Recently, two genetic causes of pure CMC disease have been identified in humans (Table 1). Puel et al⁴⁶ studied individuals and families with infectious susceptibility limited to CMC for inborn errors of IL-17, IL-17R, and IL-22. Other known causes of CMC disease were excluded clinically and genetically. Evaluation of an infant who was the product of a consanguineous union that presented with candidal dermatitis and subsequent Staphylococcus aureus dermatitis resulted in the first description of autosomal recessive CMC disease due to a homozygous nonsense mutation in the IL-17RA gene (Q248X/Q248X). The Q248X/Q248X mutation resulted in absent expression of IL-17RA on the patient’s blood cells and fibroblasts and a complete absence of responsiveness to IL-17A/F. Responsiveness to IL-17 cytokines was restored to the patient’s fibroblasts by transfection with wild type IL-17RA, confirming the lack of IL-17RA expression as the cause the patient’s CMC disease.

Additionally, Puel⁴⁶ et al evaluated a multiplex family with autosomal dominant inheritance of CMC disease, identifying a heterozygous missense mutation in the IL-17F gene. The mutation resulted in the substitution of the serine residue at position 65 of the protein with a leucine residue (S65L).

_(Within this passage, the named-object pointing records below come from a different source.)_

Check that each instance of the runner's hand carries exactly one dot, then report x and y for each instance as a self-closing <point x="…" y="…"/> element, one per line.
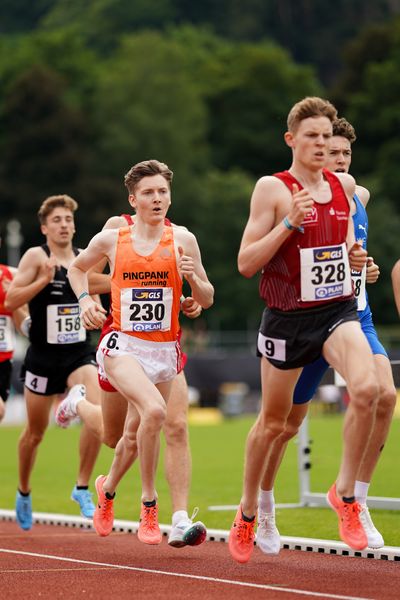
<point x="301" y="205"/>
<point x="373" y="271"/>
<point x="190" y="308"/>
<point x="357" y="257"/>
<point x="93" y="314"/>
<point x="48" y="268"/>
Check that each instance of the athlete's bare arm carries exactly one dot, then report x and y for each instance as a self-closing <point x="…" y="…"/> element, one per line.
<point x="103" y="245"/>
<point x="35" y="271"/>
<point x="357" y="254"/>
<point x="396" y="284"/>
<point x="363" y="194"/>
<point x="191" y="267"/>
<point x="265" y="232"/>
<point x="20" y="313"/>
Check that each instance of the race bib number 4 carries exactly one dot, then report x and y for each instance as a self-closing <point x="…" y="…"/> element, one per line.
<point x="7" y="335"/>
<point x="144" y="309"/>
<point x="64" y="324"/>
<point x="359" y="279"/>
<point x="325" y="273"/>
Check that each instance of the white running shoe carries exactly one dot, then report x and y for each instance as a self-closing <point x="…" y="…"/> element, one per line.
<point x="375" y="539"/>
<point x="66" y="412"/>
<point x="187" y="533"/>
<point x="268" y="538"/>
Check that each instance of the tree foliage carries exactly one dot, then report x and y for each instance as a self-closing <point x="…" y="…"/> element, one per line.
<point x="88" y="89"/>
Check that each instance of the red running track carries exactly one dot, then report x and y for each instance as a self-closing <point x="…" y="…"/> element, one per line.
<point x="51" y="562"/>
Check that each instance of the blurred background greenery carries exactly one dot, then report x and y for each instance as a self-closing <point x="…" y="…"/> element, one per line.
<point x="217" y="452"/>
<point x="90" y="88"/>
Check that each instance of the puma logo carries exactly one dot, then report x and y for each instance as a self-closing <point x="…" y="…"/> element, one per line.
<point x="362" y="227"/>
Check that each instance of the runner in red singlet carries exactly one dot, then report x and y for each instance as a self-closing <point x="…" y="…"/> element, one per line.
<point x="300" y="235"/>
<point x="8" y="321"/>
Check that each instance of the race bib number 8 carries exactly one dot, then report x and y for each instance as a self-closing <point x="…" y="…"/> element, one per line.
<point x="359" y="280"/>
<point x="64" y="324"/>
<point x="7" y="340"/>
<point x="325" y="273"/>
<point x="146" y="309"/>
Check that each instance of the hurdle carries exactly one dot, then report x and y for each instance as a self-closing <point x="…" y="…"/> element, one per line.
<point x="315" y="499"/>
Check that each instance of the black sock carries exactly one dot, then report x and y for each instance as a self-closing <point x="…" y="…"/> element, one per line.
<point x="247" y="519"/>
<point x="149" y="504"/>
<point x="348" y="500"/>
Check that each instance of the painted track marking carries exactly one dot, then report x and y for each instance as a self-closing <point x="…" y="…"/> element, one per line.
<point x="186" y="575"/>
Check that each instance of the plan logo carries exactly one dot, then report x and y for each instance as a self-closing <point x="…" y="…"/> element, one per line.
<point x="324" y="254"/>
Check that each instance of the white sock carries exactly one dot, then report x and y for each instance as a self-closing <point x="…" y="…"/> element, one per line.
<point x="179" y="515"/>
<point x="74" y="400"/>
<point x="266" y="501"/>
<point x="361" y="491"/>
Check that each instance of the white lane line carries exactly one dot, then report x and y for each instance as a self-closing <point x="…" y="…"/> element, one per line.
<point x="188" y="576"/>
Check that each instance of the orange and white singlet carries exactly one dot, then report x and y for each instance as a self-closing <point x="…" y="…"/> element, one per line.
<point x="146" y="290"/>
<point x="7" y="332"/>
<point x="145" y="305"/>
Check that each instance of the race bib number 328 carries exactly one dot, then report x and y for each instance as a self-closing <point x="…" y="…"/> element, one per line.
<point x="325" y="273"/>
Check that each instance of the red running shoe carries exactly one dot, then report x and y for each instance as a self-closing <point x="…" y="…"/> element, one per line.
<point x="103" y="518"/>
<point x="149" y="530"/>
<point x="351" y="530"/>
<point x="241" y="538"/>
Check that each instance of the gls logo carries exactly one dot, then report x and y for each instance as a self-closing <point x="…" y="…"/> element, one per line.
<point x="67" y="310"/>
<point x="334" y="253"/>
<point x="147" y="295"/>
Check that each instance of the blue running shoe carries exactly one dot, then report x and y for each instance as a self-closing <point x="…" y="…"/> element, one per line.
<point x="23" y="511"/>
<point x="84" y="499"/>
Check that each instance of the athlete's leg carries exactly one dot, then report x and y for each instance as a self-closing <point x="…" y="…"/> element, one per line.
<point x="348" y="351"/>
<point x="92" y="430"/>
<point x="177" y="453"/>
<point x="125" y="450"/>
<point x="383" y="418"/>
<point x="150" y="404"/>
<point x="277" y="393"/>
<point x="38" y="410"/>
<point x="293" y="423"/>
<point x="114" y="408"/>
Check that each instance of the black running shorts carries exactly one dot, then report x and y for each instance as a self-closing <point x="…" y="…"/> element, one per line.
<point x="293" y="339"/>
<point x="5" y="379"/>
<point x="45" y="371"/>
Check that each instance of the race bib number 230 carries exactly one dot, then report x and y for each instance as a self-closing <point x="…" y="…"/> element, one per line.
<point x="146" y="309"/>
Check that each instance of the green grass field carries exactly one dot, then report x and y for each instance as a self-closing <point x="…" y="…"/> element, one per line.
<point x="217" y="452"/>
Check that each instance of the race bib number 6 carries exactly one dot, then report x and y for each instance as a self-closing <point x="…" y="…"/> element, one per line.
<point x="325" y="273"/>
<point x="146" y="309"/>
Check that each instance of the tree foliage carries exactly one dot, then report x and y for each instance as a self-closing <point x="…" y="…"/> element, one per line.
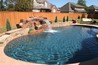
<point x="67" y="18"/>
<point x="56" y="19"/>
<point x="3" y="5"/>
<point x="8" y="26"/>
<point x="20" y="5"/>
<point x="81" y="2"/>
<point x="64" y="19"/>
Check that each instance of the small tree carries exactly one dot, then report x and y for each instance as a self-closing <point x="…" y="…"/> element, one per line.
<point x="56" y="19"/>
<point x="78" y="17"/>
<point x="8" y="26"/>
<point x="83" y="15"/>
<point x="67" y="18"/>
<point x="64" y="19"/>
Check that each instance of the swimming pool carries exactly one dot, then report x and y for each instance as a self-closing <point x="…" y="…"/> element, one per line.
<point x="70" y="44"/>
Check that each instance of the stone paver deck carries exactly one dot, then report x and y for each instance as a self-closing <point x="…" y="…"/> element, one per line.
<point x="5" y="60"/>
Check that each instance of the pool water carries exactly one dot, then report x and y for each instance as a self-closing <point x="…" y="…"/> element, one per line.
<point x="70" y="44"/>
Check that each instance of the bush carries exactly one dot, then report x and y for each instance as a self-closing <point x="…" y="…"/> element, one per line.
<point x="64" y="19"/>
<point x="56" y="19"/>
<point x="67" y="18"/>
<point x="8" y="26"/>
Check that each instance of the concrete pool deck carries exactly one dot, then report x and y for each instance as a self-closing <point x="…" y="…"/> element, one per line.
<point x="5" y="60"/>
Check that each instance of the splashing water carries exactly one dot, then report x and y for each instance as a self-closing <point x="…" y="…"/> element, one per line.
<point x="49" y="29"/>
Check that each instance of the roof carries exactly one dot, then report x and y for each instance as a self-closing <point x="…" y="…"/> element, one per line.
<point x="76" y="5"/>
<point x="93" y="7"/>
<point x="41" y="1"/>
<point x="70" y="7"/>
<point x="66" y="8"/>
<point x="42" y="5"/>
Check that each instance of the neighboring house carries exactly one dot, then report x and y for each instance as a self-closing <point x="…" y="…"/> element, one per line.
<point x="93" y="9"/>
<point x="43" y="6"/>
<point x="71" y="7"/>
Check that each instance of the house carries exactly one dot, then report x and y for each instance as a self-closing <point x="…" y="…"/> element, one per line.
<point x="93" y="9"/>
<point x="71" y="7"/>
<point x="43" y="6"/>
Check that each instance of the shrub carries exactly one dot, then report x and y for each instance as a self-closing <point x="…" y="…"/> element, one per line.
<point x="56" y="19"/>
<point x="67" y="18"/>
<point x="64" y="19"/>
<point x="8" y="26"/>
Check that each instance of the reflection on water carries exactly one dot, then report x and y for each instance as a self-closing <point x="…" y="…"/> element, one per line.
<point x="70" y="45"/>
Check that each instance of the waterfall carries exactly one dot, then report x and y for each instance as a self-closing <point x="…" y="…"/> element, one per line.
<point x="49" y="29"/>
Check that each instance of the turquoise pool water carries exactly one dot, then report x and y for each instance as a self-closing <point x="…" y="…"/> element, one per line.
<point x="69" y="45"/>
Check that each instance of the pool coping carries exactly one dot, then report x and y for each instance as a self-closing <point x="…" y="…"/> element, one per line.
<point x="5" y="60"/>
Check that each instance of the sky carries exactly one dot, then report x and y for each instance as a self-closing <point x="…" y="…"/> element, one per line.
<point x="60" y="3"/>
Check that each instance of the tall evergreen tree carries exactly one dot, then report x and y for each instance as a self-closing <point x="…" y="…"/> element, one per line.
<point x="21" y="5"/>
<point x="56" y="19"/>
<point x="64" y="19"/>
<point x="8" y="26"/>
<point x="81" y="2"/>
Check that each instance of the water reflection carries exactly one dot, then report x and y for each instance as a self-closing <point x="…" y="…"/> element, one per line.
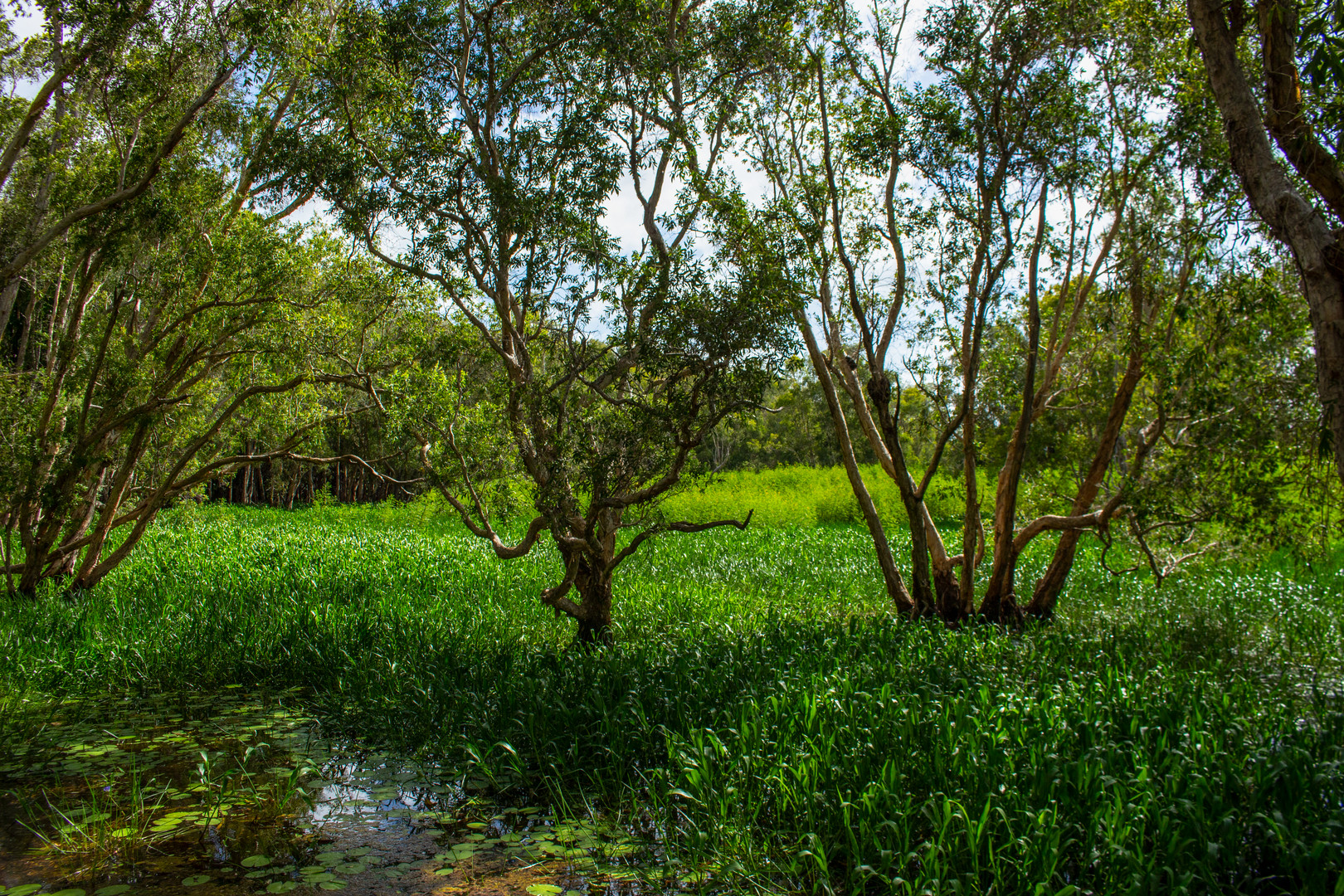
<point x="245" y="794"/>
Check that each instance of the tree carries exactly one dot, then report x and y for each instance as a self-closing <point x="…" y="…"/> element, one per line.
<point x="491" y="137"/>
<point x="1304" y="212"/>
<point x="168" y="303"/>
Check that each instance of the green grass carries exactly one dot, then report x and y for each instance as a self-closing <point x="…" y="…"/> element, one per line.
<point x="778" y="726"/>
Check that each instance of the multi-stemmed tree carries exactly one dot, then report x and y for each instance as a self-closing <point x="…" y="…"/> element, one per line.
<point x="481" y="152"/>
<point x="167" y="308"/>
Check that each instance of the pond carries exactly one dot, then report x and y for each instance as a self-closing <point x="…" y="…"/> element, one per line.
<point x="241" y="793"/>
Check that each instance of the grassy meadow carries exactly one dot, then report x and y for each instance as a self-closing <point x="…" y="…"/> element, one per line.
<point x="762" y="715"/>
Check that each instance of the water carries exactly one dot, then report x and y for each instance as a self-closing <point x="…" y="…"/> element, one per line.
<point x="240" y="793"/>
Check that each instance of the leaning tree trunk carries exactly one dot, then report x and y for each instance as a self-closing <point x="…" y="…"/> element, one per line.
<point x="594" y="617"/>
<point x="886" y="562"/>
<point x="1053" y="582"/>
<point x="1291" y="218"/>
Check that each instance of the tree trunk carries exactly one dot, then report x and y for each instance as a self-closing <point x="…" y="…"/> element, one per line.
<point x="1291" y="218"/>
<point x="1053" y="582"/>
<point x="1001" y="603"/>
<point x="886" y="562"/>
<point x="594" y="618"/>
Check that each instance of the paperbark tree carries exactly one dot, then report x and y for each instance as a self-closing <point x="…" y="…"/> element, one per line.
<point x="1304" y="214"/>
<point x="175" y="305"/>
<point x="494" y="134"/>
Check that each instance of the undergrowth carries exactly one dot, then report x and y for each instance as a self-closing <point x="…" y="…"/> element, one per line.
<point x="763" y="705"/>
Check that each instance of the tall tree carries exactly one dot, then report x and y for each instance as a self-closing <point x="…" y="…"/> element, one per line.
<point x="1305" y="212"/>
<point x="492" y="136"/>
<point x="168" y="301"/>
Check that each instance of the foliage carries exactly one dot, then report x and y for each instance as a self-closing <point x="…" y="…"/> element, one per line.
<point x="1181" y="740"/>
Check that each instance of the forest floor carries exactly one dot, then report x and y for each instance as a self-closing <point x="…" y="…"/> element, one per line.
<point x="364" y="699"/>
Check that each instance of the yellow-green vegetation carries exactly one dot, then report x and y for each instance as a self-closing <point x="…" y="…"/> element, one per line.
<point x="761" y="709"/>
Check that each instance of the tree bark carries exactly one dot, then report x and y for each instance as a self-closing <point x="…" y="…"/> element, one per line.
<point x="1289" y="217"/>
<point x="886" y="562"/>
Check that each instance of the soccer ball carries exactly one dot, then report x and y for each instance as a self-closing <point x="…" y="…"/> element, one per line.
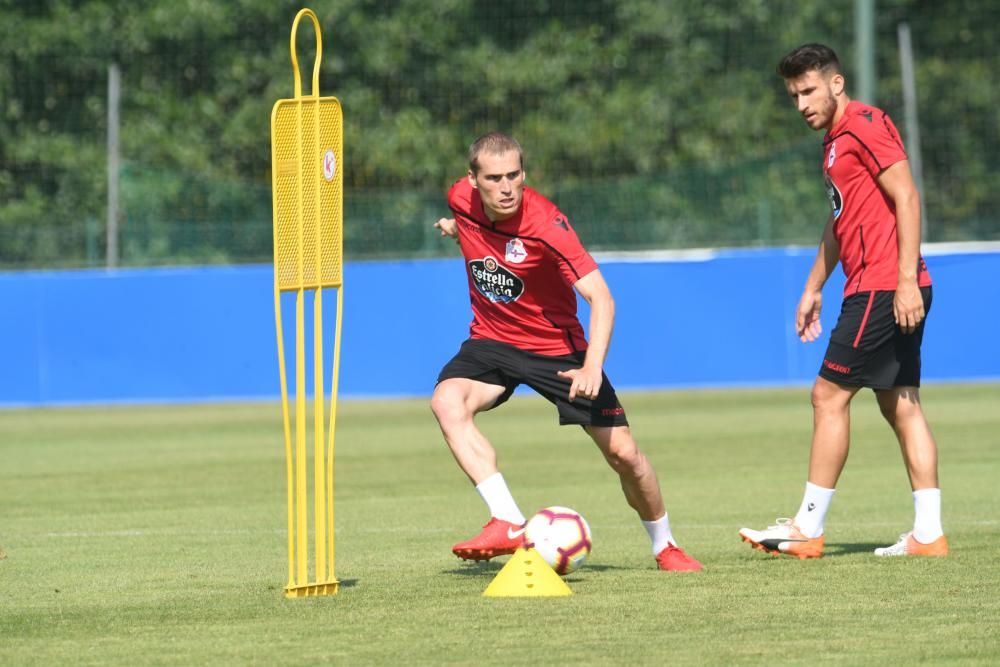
<point x="560" y="536"/>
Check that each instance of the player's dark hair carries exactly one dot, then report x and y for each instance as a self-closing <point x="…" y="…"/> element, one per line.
<point x="494" y="143"/>
<point x="809" y="57"/>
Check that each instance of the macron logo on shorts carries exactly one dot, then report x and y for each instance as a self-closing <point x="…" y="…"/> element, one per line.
<point x="835" y="367"/>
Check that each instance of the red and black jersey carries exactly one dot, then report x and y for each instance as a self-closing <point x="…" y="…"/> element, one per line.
<point x="521" y="272"/>
<point x="859" y="148"/>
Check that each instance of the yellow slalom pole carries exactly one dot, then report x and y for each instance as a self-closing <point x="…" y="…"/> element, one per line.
<point x="307" y="195"/>
<point x="333" y="420"/>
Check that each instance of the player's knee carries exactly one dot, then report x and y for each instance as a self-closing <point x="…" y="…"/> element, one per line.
<point x="828" y="397"/>
<point x="624" y="456"/>
<point x="448" y="407"/>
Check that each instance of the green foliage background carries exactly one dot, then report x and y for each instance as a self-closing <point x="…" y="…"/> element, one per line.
<point x="653" y="123"/>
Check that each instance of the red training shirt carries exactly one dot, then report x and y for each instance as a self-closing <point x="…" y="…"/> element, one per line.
<point x="521" y="272"/>
<point x="859" y="148"/>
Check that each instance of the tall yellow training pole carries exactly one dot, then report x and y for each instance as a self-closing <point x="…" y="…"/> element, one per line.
<point x="307" y="196"/>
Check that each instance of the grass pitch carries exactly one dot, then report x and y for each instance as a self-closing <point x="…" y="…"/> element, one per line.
<point x="156" y="535"/>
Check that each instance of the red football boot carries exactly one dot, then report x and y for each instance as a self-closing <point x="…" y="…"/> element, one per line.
<point x="673" y="559"/>
<point x="498" y="538"/>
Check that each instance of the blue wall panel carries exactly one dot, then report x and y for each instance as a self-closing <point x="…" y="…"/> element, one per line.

The S65 residue is conserved across all mammalian species and is believed to be involved in ligand-receptor interaction. The production of inflammatory cytokines by normal fibroblasts and blood cells elicited by mutant IL-17F(S65L) homodimers was severely impaired. In addition, stimulation of normal fibroblasts and keratinocytes with heterodimers consisting of IL-17F(S65L)/IL-17FWT or IL-17F(S65L)/IL-17A resulted in severely impaired production of inflammatory cytokines, demonstrating a dominant negative effect of IL-17F(S65L). Interestingly, the IL-17F(S65L) mutation was also found in two apparently healthy members of the family members, suggesting incomplete clinical penetrance. At present, although experience is very limited with patients having genetic defects in IL-17F or IL-17RA, these observations support a role for Th17 cells and Th17 cytokines that is limited to mucosal immunity against Candida, and possibly S aureus (Fig. 1).